Published by Communications and Public Affairs (519) 824-4120, Ext. 56982 or 53338
July 25, 2001
Scientists from around the world to gather at U of G
Some 600 scientists from 40 countries will be at the University of Guelph July 29 to Aug. 2 for the International Conference on the Biogeochemistry of Trace Elements (ICOBTE).
Biogeochemistry is an interdisciplinary science that links phenomena observed in the biosphere to physical and chemical reactions in both terrestrial and aquatic ecosystems, said Les Evans, a professor in the Department of Land Resource Science. The conference provides a forum for professionals, regulators, and students to present and discuss their most recent findings with colleagues from around the world.
Conference participants are expected to discuss important trace element issues, such as the bioavailability of toxic metals to plants and animals, remediation of contaminated soils and sediments and problems associated with the application of biosolids to land. Trace elements, such as copper and zinc, are essential elements for life, whereas others, such as mercury and lead, are extremely poisonous, Evans said. Other conference themes include groundwater, transport in soils and waters, biomonitoring and ecotoxicology.

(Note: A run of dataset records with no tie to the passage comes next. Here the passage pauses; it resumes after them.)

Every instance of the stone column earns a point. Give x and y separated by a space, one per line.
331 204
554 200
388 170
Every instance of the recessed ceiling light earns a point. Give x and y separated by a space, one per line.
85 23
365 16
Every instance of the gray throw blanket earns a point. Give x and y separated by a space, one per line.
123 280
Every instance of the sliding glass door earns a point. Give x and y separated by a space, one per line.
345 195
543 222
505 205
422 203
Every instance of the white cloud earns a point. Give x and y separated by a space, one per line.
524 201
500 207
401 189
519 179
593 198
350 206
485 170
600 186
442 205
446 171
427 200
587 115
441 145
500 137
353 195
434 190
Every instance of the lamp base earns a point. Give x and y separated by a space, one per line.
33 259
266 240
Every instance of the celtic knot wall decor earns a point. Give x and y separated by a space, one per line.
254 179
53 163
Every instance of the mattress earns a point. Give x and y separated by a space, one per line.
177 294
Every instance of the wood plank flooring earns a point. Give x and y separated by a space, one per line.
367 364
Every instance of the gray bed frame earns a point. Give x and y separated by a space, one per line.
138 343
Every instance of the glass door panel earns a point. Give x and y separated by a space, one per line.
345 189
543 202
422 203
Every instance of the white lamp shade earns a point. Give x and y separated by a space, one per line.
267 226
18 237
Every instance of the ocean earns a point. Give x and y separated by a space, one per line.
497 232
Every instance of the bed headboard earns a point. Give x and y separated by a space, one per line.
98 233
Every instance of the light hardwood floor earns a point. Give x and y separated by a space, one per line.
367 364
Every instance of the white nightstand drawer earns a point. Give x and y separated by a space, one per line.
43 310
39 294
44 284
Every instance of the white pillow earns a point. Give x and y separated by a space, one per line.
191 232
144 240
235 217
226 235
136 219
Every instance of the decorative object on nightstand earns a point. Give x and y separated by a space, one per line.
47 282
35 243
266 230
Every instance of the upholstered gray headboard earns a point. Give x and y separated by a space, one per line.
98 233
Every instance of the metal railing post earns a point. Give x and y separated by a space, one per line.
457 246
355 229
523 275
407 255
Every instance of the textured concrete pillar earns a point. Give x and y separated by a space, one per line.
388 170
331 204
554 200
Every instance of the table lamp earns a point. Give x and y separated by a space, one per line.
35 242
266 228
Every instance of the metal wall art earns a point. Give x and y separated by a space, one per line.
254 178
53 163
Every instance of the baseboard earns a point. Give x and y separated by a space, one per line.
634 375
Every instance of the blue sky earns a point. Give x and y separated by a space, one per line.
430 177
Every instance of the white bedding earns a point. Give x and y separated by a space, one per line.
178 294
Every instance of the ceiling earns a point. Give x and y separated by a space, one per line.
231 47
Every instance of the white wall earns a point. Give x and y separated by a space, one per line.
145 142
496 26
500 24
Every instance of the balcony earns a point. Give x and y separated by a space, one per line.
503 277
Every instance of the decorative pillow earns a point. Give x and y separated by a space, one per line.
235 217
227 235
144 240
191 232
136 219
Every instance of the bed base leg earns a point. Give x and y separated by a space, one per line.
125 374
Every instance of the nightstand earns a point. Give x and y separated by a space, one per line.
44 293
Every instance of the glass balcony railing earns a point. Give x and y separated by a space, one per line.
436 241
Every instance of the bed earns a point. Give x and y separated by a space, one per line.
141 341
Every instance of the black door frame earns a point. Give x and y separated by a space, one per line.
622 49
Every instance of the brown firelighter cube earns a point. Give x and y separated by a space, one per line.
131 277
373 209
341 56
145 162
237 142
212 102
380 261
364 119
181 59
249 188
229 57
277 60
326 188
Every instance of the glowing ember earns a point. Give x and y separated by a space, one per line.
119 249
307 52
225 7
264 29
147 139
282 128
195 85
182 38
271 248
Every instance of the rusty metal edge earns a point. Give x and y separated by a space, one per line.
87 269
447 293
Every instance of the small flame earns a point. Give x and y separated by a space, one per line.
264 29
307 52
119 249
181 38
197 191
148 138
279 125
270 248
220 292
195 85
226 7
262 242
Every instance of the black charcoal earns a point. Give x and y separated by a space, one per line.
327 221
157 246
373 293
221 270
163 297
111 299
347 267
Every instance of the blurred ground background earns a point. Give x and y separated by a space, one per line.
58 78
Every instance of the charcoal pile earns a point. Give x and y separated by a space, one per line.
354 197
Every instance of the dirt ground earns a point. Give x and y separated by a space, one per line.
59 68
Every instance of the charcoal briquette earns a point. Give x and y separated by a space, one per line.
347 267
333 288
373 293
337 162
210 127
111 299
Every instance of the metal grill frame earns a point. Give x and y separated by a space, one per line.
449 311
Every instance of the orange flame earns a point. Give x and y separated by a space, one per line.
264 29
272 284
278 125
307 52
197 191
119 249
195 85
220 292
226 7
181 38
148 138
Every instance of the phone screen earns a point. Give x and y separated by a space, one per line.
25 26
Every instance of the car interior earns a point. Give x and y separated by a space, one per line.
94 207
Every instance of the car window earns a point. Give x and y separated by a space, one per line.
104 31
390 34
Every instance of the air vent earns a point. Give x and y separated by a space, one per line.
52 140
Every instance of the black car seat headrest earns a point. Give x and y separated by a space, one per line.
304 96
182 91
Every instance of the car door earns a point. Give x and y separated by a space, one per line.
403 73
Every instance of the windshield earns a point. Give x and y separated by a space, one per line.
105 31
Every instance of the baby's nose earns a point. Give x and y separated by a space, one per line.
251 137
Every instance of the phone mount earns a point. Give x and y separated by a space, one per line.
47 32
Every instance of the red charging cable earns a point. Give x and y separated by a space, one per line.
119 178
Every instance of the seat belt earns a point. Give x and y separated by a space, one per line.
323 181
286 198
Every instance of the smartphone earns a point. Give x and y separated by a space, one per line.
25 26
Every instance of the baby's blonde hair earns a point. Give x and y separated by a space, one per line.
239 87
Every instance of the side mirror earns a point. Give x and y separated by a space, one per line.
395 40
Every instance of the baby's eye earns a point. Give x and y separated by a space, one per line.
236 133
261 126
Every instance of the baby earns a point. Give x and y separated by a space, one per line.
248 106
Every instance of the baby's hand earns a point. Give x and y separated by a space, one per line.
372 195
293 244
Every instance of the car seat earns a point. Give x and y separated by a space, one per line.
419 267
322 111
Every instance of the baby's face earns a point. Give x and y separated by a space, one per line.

This is the sixth time the conference has been held, with previous venues including the United States, Taiwan, France and Austria. Future conferences are to be held in Sweden and Australia. The conference is sponsored in part by Ontario Power and Generation Company, along with various other government and industry partners. A program for the conference may be found at the web site http://icobte.crle.uoguelph.ca.
In addition to the conference, some 150 scientists will also be attending the annual meeting of the Canadian Society of Soil Science (CSSS) and the Canadian branch of the International Humic Substances Society (IHSS) Aug. 2 and 3 at the University. Both these societies share many common themes with those of ICOBTE, Evans said.